At the same time, there are a growing number of “strategic defaulters” or “walkaways” who, it could be argued, garner less sympathy. Approximately 35% of mortgage defaults were strategic defaulters in September 2010, according to the University of Chicago Booth School of Business—up from 26% in March 2009. These are people who stop making payments on their mortgage despite having the financial ability to make the payments. This is particularly associated with the situation where the loan amount is considerably higher than the value of the property. The property has negative equity or is “underwater”—and in many cases is expected to remain so for the foreseeable future.

[Consumer resource: Take the Debt Diet Challenge with Jean Chatzky and Credit.com]

For example, the median home price in Merced, California, was $116,000 in the first quarter of 2011—down 68% from its peak in 2006, according to a recent USA Today article.  Three of five homeowners with a mortgage in Merced owe more on their loans than their houses are worth, compared with about one in five nationally.   Some of these people will likely make the “strategic” decision to walk away from the property even though they have the ability to make the payment.  They are willing to accept how this decision will affect their credit score (up to a 150-point drop in a FICO score), which will make it difficult for them to get affordable credit in the near future.

Take heed, new analytics are being developed and tested that help lenders identify likely strategic defaulters before they hand over the keys to the house.

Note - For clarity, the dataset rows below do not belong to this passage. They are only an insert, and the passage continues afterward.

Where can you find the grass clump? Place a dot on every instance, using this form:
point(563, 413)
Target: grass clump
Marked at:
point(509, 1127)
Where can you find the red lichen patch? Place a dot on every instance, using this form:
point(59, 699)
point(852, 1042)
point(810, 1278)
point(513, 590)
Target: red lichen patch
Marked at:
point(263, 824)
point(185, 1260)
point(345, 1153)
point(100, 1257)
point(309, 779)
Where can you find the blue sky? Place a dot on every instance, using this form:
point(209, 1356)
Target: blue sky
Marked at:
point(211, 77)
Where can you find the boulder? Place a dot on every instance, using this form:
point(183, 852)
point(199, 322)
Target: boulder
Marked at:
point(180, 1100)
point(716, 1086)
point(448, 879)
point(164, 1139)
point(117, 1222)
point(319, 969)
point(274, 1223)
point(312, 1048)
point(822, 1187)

FICO has just announced the development of a new analytic solution lenders can use to identify mortgage loan holders who are most likely to walk away from the loan.  If mortgage servicers adopt the solution, they can more accurately identify the potential strategic defaulter before he/she walks away, and intervene to educate them on the negative ramifications of walking away, as well as pointing them to alternative solutions to modify their loans.

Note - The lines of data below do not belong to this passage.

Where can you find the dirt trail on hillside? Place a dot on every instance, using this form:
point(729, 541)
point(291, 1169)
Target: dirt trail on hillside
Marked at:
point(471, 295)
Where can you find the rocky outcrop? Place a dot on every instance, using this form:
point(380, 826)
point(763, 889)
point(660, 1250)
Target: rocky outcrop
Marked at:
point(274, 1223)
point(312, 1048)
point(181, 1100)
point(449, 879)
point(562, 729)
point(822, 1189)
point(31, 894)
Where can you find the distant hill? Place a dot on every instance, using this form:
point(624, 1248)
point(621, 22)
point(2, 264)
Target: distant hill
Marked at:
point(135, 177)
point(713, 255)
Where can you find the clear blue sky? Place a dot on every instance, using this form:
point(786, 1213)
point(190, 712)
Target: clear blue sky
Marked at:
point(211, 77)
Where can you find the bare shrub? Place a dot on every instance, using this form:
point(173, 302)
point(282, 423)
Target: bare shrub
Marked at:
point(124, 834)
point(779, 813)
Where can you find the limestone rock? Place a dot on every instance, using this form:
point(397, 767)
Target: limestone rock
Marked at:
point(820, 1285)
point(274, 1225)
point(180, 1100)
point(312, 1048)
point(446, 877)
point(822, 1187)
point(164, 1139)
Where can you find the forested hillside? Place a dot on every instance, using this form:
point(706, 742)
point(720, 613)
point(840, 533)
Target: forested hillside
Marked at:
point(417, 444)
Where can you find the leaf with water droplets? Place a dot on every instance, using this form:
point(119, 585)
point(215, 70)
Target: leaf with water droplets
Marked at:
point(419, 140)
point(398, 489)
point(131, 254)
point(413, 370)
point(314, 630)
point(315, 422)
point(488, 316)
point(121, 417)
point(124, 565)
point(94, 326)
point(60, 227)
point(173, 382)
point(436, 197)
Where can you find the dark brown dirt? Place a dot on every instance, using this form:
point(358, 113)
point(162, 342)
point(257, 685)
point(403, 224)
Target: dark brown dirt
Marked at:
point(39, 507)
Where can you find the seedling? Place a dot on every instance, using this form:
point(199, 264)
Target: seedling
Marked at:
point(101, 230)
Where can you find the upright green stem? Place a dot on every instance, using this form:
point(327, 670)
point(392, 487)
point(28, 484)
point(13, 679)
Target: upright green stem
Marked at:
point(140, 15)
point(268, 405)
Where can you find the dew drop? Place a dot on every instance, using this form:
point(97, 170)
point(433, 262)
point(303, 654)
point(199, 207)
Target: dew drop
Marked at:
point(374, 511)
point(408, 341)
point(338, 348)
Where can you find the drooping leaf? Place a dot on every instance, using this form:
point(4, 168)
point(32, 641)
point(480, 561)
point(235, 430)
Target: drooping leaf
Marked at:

[Article: Strategic Default and the Morality of Walking Away]

FICO research found that the credit profile of the strategic defaulter differs from how general defaulters have managed their credit prior to defaulting.  They tend to have:

  • Higher FICO scores
  • Lower utilization on their credit cards/less likely to be overlimit
  • Less retail credit balances
  • Shorter time living in the property (less established roots in community/less equity in home)
  • Active opening of new credit in most recent 6 months

The growing trend of consumers walking away from their mortgage obligation has several negative impacts:

  • For the strategic defaulter, it will negatively impact his/her credit score—increasing the cost of credit and potentially other living expenses (rent, insurance, etc.).
  • If you reside in a recourse state, servicers that sell a foreclosed property for less than the amount owed on the mortgage can still pursue the defaulter for the difference.
  • The ability to purchase a new home in the foreseeable future is affected. According to policy changes announced by Fannie Mae in July 2010, defaulting borrowers who walk away but had the capacity to pay or did not complete a modification alternative in good faith will be ineligible for a new Fannie Mae-backed mortgage loan for seven years from the date of foreclosure (borrowers who have extenuating circumstances may be eligible for new loan in a shorter timeframe).
  • The decision to walk away from a mortgage loan also negatively impacts the local community by increasing vacancy rates, reducing the tax base and further stagnating economic recovery.

Strategic defaults have negative impacts for servicers, investors, borrowers and the community as a whole.  Hopefully these new predictive analytics will help servicers identify potential strategic defaulters before it is too late to take alternative actions that can have a more positive outcome for everyone.